Here is a summary of 5 quick wins that you can use on your mobile app testing journey to have wider test coverage and more effective mobile testing. Check out the full article here.
1. Understand your audience
Using data gathered that reflects the types of users, what devices they use the app on, orientation, most used functionality among other analytical data can help the test team evaluate the highest priority and shift focus to those areas.
2. Automate repeatable tests
Mobile test automation when done right can reduce the time spent on doing regression and testing multiple screen sizes and devices.
Another important thing to consider is that some test automation frameworks allow you to test on both iOS and Android while others only allow one. If you have a cross-platform app consider using a framework that will help to reduce the amount of code that you will have to write and allows your test automation code to be cross-platform as well.A great example for such a platform is TestProject that’s not only cross-platform, but even enables automating iOS on Windows machines, without any Xcode or macOS required.
3. Visually validate your mobile app
Visual validation allows you to check for any deviation from the expected layout and UI design of your mobile application. Different tools are available in today’s market using AI technology to provide checks for UX, localization, usability, responsive design, and cross-device testing on mobile and web applications.

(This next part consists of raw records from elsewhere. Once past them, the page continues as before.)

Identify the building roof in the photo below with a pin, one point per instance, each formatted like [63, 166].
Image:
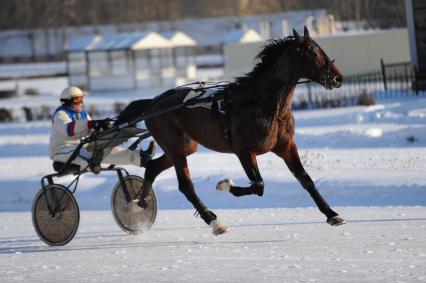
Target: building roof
[120, 41]
[242, 36]
[178, 38]
[79, 43]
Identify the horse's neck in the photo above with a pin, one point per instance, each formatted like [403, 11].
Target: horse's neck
[278, 94]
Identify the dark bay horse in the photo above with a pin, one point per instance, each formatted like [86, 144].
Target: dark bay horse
[259, 121]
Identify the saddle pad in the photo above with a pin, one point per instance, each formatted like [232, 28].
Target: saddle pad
[199, 94]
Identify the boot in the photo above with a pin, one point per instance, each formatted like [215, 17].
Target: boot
[148, 154]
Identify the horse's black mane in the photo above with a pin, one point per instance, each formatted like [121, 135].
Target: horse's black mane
[268, 56]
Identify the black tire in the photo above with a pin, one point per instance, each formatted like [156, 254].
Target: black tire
[132, 223]
[59, 228]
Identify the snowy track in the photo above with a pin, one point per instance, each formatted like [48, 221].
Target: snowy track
[385, 244]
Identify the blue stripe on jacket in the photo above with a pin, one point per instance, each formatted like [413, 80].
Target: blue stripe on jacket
[73, 115]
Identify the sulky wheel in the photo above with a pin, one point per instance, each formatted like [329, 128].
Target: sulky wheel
[132, 223]
[55, 215]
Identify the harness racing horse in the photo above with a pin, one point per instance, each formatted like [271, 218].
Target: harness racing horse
[259, 121]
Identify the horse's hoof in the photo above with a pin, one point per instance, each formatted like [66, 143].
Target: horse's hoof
[133, 206]
[218, 228]
[225, 185]
[336, 220]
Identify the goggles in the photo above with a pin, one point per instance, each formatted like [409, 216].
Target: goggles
[77, 100]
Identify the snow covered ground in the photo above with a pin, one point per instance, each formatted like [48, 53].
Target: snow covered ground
[379, 244]
[370, 162]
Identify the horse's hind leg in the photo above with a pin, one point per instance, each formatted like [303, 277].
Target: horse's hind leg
[153, 169]
[292, 159]
[187, 188]
[249, 163]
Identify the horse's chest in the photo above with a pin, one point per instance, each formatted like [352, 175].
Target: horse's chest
[258, 132]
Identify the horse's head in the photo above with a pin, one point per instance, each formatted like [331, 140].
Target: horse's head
[314, 62]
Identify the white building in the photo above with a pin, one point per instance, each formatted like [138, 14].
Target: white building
[183, 56]
[120, 61]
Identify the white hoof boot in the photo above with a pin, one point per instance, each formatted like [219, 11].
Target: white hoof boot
[336, 220]
[225, 185]
[218, 228]
[133, 206]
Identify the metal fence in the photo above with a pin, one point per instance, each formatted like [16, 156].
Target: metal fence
[392, 81]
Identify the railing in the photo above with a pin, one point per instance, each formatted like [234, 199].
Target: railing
[392, 81]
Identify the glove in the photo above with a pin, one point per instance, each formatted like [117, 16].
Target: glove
[102, 124]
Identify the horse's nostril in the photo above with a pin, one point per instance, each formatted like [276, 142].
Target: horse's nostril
[337, 81]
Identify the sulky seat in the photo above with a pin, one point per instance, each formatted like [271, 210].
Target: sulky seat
[72, 168]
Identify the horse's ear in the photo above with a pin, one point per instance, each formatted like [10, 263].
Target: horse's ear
[306, 33]
[297, 36]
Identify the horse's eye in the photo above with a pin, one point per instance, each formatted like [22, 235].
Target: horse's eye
[312, 49]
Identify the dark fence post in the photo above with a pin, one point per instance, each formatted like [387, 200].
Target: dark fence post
[382, 64]
[416, 86]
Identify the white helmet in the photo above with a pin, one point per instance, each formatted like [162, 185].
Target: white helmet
[71, 92]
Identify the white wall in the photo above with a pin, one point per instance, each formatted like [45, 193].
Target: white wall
[355, 53]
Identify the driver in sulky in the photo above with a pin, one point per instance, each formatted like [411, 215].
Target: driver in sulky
[70, 123]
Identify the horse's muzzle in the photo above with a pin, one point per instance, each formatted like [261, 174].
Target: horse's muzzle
[336, 81]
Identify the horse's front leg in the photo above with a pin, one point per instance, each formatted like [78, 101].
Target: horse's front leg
[249, 163]
[292, 159]
[187, 188]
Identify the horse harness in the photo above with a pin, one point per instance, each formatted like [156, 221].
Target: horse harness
[217, 99]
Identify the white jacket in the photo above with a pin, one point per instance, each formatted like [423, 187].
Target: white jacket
[68, 127]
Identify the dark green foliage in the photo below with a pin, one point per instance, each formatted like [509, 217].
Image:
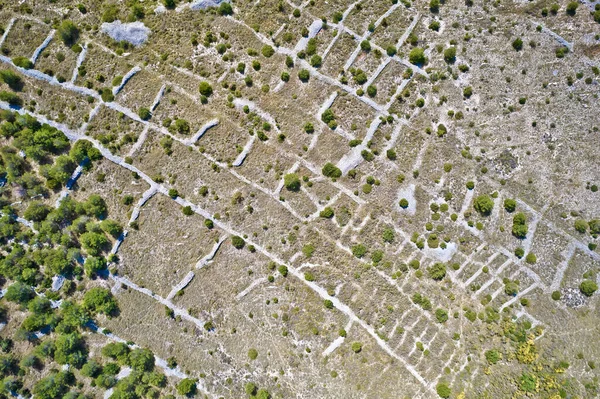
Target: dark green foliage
[19, 293]
[291, 182]
[443, 390]
[330, 170]
[13, 80]
[70, 349]
[11, 98]
[588, 287]
[493, 356]
[100, 300]
[37, 211]
[520, 229]
[84, 150]
[238, 242]
[141, 360]
[53, 386]
[93, 243]
[510, 205]
[23, 62]
[187, 386]
[205, 89]
[304, 75]
[483, 204]
[359, 250]
[437, 271]
[116, 350]
[518, 44]
[69, 33]
[225, 9]
[581, 226]
[111, 227]
[326, 213]
[450, 55]
[441, 315]
[93, 265]
[417, 56]
[144, 114]
[283, 270]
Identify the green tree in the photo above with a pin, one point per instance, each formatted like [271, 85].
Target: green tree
[520, 229]
[450, 55]
[441, 315]
[518, 44]
[238, 242]
[510, 205]
[205, 89]
[94, 264]
[483, 204]
[93, 243]
[225, 8]
[417, 56]
[144, 114]
[330, 170]
[70, 349]
[304, 75]
[588, 287]
[53, 386]
[437, 271]
[187, 386]
[19, 292]
[581, 226]
[100, 300]
[141, 359]
[291, 182]
[111, 227]
[359, 250]
[13, 80]
[37, 211]
[443, 390]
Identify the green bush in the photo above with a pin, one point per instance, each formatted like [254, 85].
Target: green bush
[205, 88]
[417, 56]
[225, 8]
[581, 225]
[483, 204]
[518, 44]
[493, 356]
[238, 242]
[252, 354]
[187, 386]
[437, 271]
[23, 62]
[291, 182]
[359, 250]
[100, 300]
[11, 98]
[144, 114]
[443, 390]
[520, 229]
[441, 315]
[510, 205]
[13, 80]
[588, 287]
[304, 75]
[572, 8]
[450, 55]
[332, 171]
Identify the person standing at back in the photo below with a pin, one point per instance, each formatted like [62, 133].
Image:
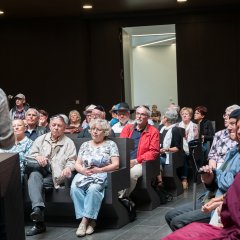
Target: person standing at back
[20, 108]
[33, 130]
[146, 145]
[6, 131]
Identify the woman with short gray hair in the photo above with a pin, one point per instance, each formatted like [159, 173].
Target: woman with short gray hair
[95, 158]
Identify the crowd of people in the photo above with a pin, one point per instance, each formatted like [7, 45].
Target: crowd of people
[32, 134]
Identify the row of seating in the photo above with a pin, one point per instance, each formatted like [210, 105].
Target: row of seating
[59, 205]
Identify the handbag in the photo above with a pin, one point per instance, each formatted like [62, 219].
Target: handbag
[32, 165]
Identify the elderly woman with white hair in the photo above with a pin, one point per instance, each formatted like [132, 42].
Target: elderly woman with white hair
[95, 158]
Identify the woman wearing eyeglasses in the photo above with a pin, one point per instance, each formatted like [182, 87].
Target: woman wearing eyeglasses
[95, 158]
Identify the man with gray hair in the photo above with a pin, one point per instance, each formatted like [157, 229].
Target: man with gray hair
[146, 145]
[170, 139]
[33, 130]
[56, 152]
[6, 132]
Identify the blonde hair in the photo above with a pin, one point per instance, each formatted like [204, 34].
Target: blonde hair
[187, 109]
[78, 116]
[103, 123]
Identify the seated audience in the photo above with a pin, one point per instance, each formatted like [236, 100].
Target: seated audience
[155, 115]
[22, 143]
[58, 152]
[33, 130]
[229, 224]
[74, 125]
[146, 145]
[123, 114]
[95, 158]
[6, 131]
[97, 112]
[87, 113]
[43, 118]
[217, 181]
[20, 108]
[222, 141]
[177, 108]
[206, 132]
[114, 115]
[191, 133]
[170, 139]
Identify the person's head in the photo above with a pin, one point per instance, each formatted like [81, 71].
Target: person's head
[234, 115]
[154, 107]
[32, 117]
[74, 117]
[228, 111]
[113, 111]
[200, 113]
[57, 125]
[19, 129]
[238, 130]
[186, 114]
[99, 129]
[174, 106]
[98, 112]
[123, 112]
[142, 115]
[20, 100]
[170, 116]
[43, 117]
[88, 112]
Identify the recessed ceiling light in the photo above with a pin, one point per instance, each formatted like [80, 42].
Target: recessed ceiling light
[87, 6]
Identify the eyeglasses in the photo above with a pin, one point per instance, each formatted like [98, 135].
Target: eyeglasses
[141, 114]
[57, 117]
[96, 115]
[33, 115]
[96, 129]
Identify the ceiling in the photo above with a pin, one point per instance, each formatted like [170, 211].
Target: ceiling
[152, 36]
[64, 8]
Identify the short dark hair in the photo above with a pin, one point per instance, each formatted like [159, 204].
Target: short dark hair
[43, 112]
[202, 110]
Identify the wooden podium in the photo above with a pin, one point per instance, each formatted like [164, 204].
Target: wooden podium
[11, 202]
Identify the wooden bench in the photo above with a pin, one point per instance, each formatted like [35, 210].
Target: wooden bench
[113, 214]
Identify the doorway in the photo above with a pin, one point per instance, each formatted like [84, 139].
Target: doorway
[150, 68]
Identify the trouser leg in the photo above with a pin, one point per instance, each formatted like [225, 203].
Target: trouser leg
[35, 189]
[135, 173]
[183, 215]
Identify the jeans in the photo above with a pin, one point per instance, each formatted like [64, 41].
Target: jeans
[183, 215]
[87, 202]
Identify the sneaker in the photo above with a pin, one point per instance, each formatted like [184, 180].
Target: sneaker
[90, 228]
[36, 229]
[81, 231]
[185, 184]
[37, 215]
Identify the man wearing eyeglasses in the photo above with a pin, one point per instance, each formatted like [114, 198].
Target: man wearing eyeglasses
[146, 145]
[33, 130]
[58, 152]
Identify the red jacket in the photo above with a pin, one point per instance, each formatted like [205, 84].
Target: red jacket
[148, 147]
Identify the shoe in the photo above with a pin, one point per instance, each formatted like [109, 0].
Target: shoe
[81, 231]
[90, 228]
[36, 229]
[37, 214]
[185, 184]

4. Use simulators/emulators
Simulators and emulators can be used to save on the cost of using real devices. Use cloud solutions/local emulators to get a wide variety of devices. These devices can be combined with your automated tests to increase your mobile test coverage
5. Use real devices to test interrupts
Interrupts such as notifications, phone calls, messages, dropped internet, phone auto-locking or an alarm going off happens every day to real users and it is critical that you will test these on your mobile app and ensure that it works or based on the scenario fails gracefully. There are a lot of interrupt scenarios that can be tested and if your mobile app does not handle these well then it can frustrate users and cause them to use other alternatives.
_ _
This list is not exhaustive by any means but is a great starting point if you’re considering how to effectively test mobile apps.